A better optimized Seq implementation would similarly avoid creating a new Seq when it's created from a Seq or even from an iterator returned by a Seq.

You can use a Seq to convert a (mutable) iterator to an immutable iterable and still use it in any Python function that needs an iterable. So the Python interop is pretty seamless.

If you have an iterator, but want to use it more than once, the usual way of handling that in Python is to realize the iterator into a tuple, which is immutable, but still iterable. This doesn't work well if the iterator is sufficiently large. The itertools.tee() function is a lazy alternative, but the iterators it returns are still mutable.

I think we could also add a cdrs() method to Seq that gets a Seq of all the cdrs, like how {}.items() gives you a different view of the data.

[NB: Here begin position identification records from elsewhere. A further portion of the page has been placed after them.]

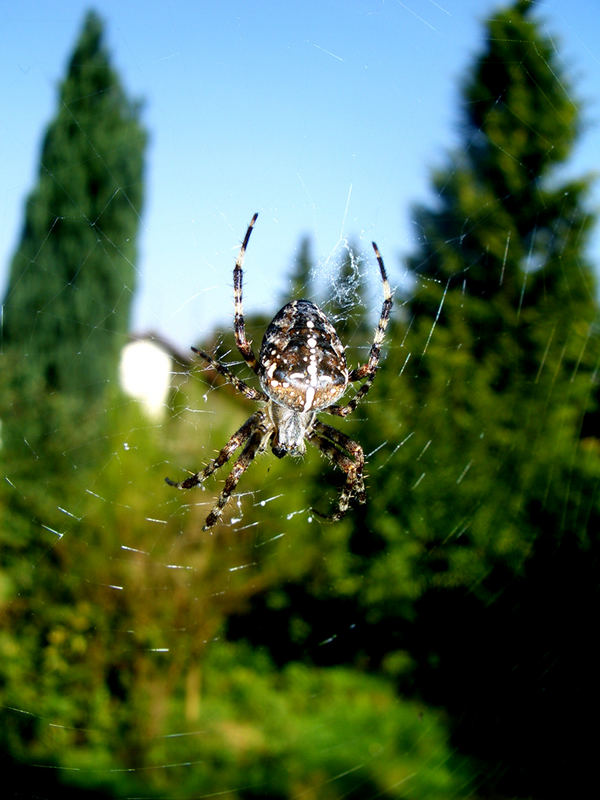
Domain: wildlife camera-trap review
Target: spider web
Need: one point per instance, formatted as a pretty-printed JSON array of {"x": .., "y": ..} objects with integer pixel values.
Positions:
[{"x": 157, "y": 619}]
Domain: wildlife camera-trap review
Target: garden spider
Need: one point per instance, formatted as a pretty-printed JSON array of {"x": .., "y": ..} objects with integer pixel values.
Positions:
[{"x": 302, "y": 371}]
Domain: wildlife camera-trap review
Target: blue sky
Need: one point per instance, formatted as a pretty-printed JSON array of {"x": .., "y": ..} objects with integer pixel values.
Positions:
[{"x": 326, "y": 116}]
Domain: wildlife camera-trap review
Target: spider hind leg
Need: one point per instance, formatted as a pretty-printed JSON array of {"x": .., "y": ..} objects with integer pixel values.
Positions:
[{"x": 346, "y": 454}]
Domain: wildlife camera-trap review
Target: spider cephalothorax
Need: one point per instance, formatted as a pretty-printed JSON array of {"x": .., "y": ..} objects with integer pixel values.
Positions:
[{"x": 302, "y": 370}]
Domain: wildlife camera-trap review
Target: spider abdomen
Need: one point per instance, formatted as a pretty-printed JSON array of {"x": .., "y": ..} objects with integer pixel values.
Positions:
[{"x": 302, "y": 364}]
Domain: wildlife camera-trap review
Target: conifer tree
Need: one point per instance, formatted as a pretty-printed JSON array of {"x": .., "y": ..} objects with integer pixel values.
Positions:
[
  {"x": 504, "y": 245},
  {"x": 72, "y": 278}
]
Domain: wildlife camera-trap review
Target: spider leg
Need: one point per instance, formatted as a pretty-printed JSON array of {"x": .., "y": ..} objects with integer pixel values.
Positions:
[
  {"x": 243, "y": 345},
  {"x": 256, "y": 443},
  {"x": 241, "y": 386},
  {"x": 369, "y": 369},
  {"x": 334, "y": 444},
  {"x": 237, "y": 440}
]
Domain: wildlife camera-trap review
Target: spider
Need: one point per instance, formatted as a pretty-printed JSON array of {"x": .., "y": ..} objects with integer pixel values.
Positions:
[{"x": 302, "y": 371}]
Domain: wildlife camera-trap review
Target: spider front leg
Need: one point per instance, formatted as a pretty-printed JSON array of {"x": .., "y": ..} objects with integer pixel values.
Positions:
[
  {"x": 256, "y": 444},
  {"x": 369, "y": 369},
  {"x": 237, "y": 440},
  {"x": 332, "y": 443},
  {"x": 243, "y": 345},
  {"x": 241, "y": 386}
]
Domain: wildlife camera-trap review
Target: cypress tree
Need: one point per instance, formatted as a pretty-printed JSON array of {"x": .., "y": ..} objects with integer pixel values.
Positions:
[
  {"x": 67, "y": 306},
  {"x": 504, "y": 245}
]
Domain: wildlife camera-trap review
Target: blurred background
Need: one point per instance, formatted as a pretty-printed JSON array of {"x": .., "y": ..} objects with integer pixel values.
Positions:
[{"x": 435, "y": 643}]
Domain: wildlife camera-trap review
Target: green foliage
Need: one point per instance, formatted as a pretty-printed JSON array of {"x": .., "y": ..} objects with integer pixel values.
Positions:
[
  {"x": 67, "y": 306},
  {"x": 281, "y": 649}
]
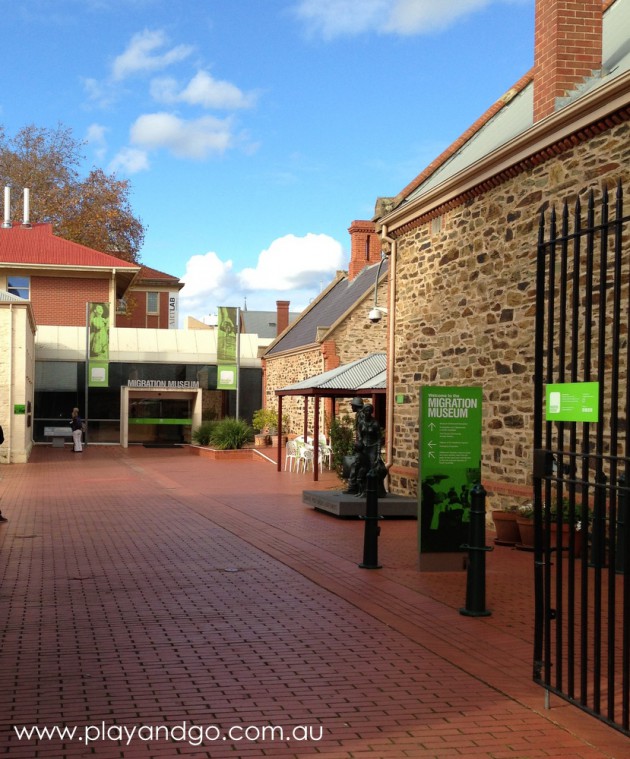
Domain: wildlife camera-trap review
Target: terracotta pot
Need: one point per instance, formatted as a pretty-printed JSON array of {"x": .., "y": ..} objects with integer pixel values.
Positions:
[{"x": 506, "y": 527}]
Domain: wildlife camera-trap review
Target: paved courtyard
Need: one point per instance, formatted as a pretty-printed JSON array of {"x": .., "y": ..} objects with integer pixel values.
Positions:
[{"x": 158, "y": 604}]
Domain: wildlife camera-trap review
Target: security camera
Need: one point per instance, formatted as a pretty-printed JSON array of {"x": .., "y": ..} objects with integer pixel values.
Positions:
[{"x": 376, "y": 314}]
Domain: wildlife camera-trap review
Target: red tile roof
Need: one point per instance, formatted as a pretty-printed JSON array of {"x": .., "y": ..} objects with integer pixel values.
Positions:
[
  {"x": 39, "y": 246},
  {"x": 146, "y": 272}
]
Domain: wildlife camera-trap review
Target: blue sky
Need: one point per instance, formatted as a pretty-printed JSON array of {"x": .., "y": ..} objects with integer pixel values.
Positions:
[{"x": 254, "y": 132}]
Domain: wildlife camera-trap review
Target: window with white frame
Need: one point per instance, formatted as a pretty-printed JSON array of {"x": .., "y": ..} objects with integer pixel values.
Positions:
[
  {"x": 153, "y": 303},
  {"x": 20, "y": 286}
]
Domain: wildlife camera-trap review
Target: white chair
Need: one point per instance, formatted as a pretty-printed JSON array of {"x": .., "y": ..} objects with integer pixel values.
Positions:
[
  {"x": 325, "y": 453},
  {"x": 305, "y": 459},
  {"x": 290, "y": 456}
]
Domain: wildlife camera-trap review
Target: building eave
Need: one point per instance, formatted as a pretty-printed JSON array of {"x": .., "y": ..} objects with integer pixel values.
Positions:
[{"x": 598, "y": 110}]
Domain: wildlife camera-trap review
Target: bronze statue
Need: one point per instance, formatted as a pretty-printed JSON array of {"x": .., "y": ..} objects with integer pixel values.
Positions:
[{"x": 366, "y": 458}]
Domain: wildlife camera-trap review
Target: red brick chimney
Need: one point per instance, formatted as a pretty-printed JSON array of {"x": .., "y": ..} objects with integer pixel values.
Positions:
[
  {"x": 567, "y": 49},
  {"x": 365, "y": 246},
  {"x": 282, "y": 315}
]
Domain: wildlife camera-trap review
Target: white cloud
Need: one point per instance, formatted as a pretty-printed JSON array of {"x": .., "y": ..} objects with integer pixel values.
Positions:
[
  {"x": 292, "y": 262},
  {"x": 95, "y": 137},
  {"x": 196, "y": 139},
  {"x": 291, "y": 268},
  {"x": 142, "y": 56},
  {"x": 202, "y": 90},
  {"x": 129, "y": 161},
  {"x": 208, "y": 281},
  {"x": 335, "y": 18}
]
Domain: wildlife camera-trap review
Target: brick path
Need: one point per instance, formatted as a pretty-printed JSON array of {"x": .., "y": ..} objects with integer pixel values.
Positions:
[{"x": 150, "y": 589}]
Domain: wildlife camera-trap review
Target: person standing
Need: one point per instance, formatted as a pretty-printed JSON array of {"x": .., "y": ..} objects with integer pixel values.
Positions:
[
  {"x": 76, "y": 425},
  {"x": 2, "y": 519}
]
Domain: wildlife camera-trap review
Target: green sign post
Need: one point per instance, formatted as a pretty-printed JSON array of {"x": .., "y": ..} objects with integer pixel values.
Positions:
[
  {"x": 450, "y": 464},
  {"x": 572, "y": 402}
]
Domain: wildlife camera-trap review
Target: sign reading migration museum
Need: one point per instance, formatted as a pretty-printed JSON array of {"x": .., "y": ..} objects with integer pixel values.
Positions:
[
  {"x": 572, "y": 402},
  {"x": 450, "y": 464}
]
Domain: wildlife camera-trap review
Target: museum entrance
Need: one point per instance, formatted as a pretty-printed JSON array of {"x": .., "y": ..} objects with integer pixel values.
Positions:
[{"x": 158, "y": 417}]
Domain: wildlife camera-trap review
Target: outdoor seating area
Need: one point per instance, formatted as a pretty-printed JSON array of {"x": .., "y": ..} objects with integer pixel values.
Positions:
[{"x": 300, "y": 454}]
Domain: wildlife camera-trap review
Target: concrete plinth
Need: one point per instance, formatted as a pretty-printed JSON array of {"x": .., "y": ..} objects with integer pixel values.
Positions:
[{"x": 340, "y": 505}]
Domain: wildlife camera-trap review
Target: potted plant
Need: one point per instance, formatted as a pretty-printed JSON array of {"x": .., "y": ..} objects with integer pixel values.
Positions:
[
  {"x": 265, "y": 423},
  {"x": 525, "y": 522},
  {"x": 506, "y": 528}
]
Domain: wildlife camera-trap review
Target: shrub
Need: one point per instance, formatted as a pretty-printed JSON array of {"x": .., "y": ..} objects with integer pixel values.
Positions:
[
  {"x": 265, "y": 419},
  {"x": 341, "y": 441},
  {"x": 201, "y": 435},
  {"x": 230, "y": 433}
]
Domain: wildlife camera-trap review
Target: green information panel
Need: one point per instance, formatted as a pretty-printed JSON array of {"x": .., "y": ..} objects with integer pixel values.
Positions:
[
  {"x": 450, "y": 464},
  {"x": 98, "y": 374},
  {"x": 572, "y": 402}
]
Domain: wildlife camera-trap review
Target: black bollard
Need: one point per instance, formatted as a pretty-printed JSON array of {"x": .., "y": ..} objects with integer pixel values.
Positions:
[
  {"x": 623, "y": 531},
  {"x": 372, "y": 529},
  {"x": 476, "y": 577}
]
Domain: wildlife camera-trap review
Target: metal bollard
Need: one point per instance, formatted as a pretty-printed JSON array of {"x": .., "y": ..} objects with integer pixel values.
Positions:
[
  {"x": 623, "y": 533},
  {"x": 476, "y": 576},
  {"x": 372, "y": 529}
]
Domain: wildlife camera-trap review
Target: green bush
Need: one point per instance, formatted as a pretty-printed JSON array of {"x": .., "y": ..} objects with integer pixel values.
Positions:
[
  {"x": 265, "y": 419},
  {"x": 201, "y": 435},
  {"x": 230, "y": 433},
  {"x": 341, "y": 441}
]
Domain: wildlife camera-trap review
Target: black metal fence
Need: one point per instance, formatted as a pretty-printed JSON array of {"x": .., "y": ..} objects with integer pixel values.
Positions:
[{"x": 582, "y": 468}]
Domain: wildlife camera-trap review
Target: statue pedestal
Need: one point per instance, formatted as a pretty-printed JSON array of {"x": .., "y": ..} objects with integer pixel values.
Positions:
[{"x": 340, "y": 505}]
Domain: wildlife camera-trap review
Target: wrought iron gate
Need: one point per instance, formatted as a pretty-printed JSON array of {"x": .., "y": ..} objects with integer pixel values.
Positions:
[{"x": 582, "y": 468}]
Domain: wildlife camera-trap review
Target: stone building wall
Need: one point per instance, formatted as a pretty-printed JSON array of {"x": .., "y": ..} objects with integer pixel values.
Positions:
[
  {"x": 465, "y": 306},
  {"x": 288, "y": 369},
  {"x": 354, "y": 338}
]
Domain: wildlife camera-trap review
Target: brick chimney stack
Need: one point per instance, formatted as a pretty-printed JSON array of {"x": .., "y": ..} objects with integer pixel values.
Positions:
[
  {"x": 365, "y": 246},
  {"x": 567, "y": 49},
  {"x": 282, "y": 315}
]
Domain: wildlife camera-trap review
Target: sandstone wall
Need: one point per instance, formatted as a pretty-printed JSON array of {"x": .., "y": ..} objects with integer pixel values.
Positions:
[
  {"x": 465, "y": 305},
  {"x": 354, "y": 338}
]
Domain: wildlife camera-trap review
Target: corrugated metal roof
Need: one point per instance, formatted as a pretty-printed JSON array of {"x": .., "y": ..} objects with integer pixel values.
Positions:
[
  {"x": 324, "y": 313},
  {"x": 366, "y": 373},
  {"x": 518, "y": 115},
  {"x": 39, "y": 246},
  {"x": 10, "y": 298},
  {"x": 263, "y": 323}
]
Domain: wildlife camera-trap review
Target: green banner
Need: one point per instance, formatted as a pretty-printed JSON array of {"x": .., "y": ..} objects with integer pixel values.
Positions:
[
  {"x": 227, "y": 377},
  {"x": 449, "y": 463},
  {"x": 98, "y": 374},
  {"x": 226, "y": 335},
  {"x": 572, "y": 402},
  {"x": 98, "y": 322}
]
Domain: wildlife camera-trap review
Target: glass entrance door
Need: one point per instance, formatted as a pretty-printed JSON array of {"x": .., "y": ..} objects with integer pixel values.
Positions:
[{"x": 159, "y": 420}]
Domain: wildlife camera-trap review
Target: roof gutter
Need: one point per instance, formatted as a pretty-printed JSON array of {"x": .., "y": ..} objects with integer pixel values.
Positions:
[{"x": 391, "y": 347}]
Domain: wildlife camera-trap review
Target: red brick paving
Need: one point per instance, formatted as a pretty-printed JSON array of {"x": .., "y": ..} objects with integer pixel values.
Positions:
[{"x": 149, "y": 588}]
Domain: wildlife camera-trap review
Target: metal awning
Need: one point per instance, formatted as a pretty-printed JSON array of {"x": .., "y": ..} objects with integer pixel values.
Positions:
[{"x": 365, "y": 377}]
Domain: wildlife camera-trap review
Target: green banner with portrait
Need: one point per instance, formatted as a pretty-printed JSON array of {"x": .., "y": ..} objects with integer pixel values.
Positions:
[
  {"x": 98, "y": 344},
  {"x": 450, "y": 464},
  {"x": 227, "y": 334}
]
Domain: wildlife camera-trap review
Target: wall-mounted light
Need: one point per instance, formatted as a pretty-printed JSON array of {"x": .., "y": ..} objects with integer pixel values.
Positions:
[{"x": 376, "y": 313}]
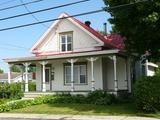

See Clojure's seq abstraction for what else we could do with this. The LazyCons class is inspired by Clojure's lazy-seq.

tuturto commented 7 years ago

I would really love to see this in Hy. While I like using iterators, I know from first hand that some cases are hard to work with and can introduce subtle bugs. Should come up with good naming though, that separates these two from each other. Since @gilch's is closer to what clojure's sequences are, I would propose to renaming my solution to something different.

refi64 commented 7 years ago

This would be pretty great, and it seems like it wouldn't cause any trouble with Python integration.

refi64 commented 7 years ago

Actually there is one thing that worries me: how is the memory usage here? Often in Python, iterators are used when processing large data sequences, and I'm just not sure how the storage of numerous attached functions and such would work out...

gilch commented 7 years ago

We'd have to design it carefully. My proof of concept might have a bit of a problem there. I haven't tested it enough (and have already uncovered other problems). But in principle, if you don't keep a reference to the head, the garbage collector is free to reclaim any lazy cons cells you've passed. So besides a small fixed overhead for the current value, you're not taking up any more memory than any other lazy iterator.

I think Python can reuse the function bytecode and only change the values in the closures, so I'm not too worried about the functions taking up too much memory. They're also generated on the fly, so it's still lazy.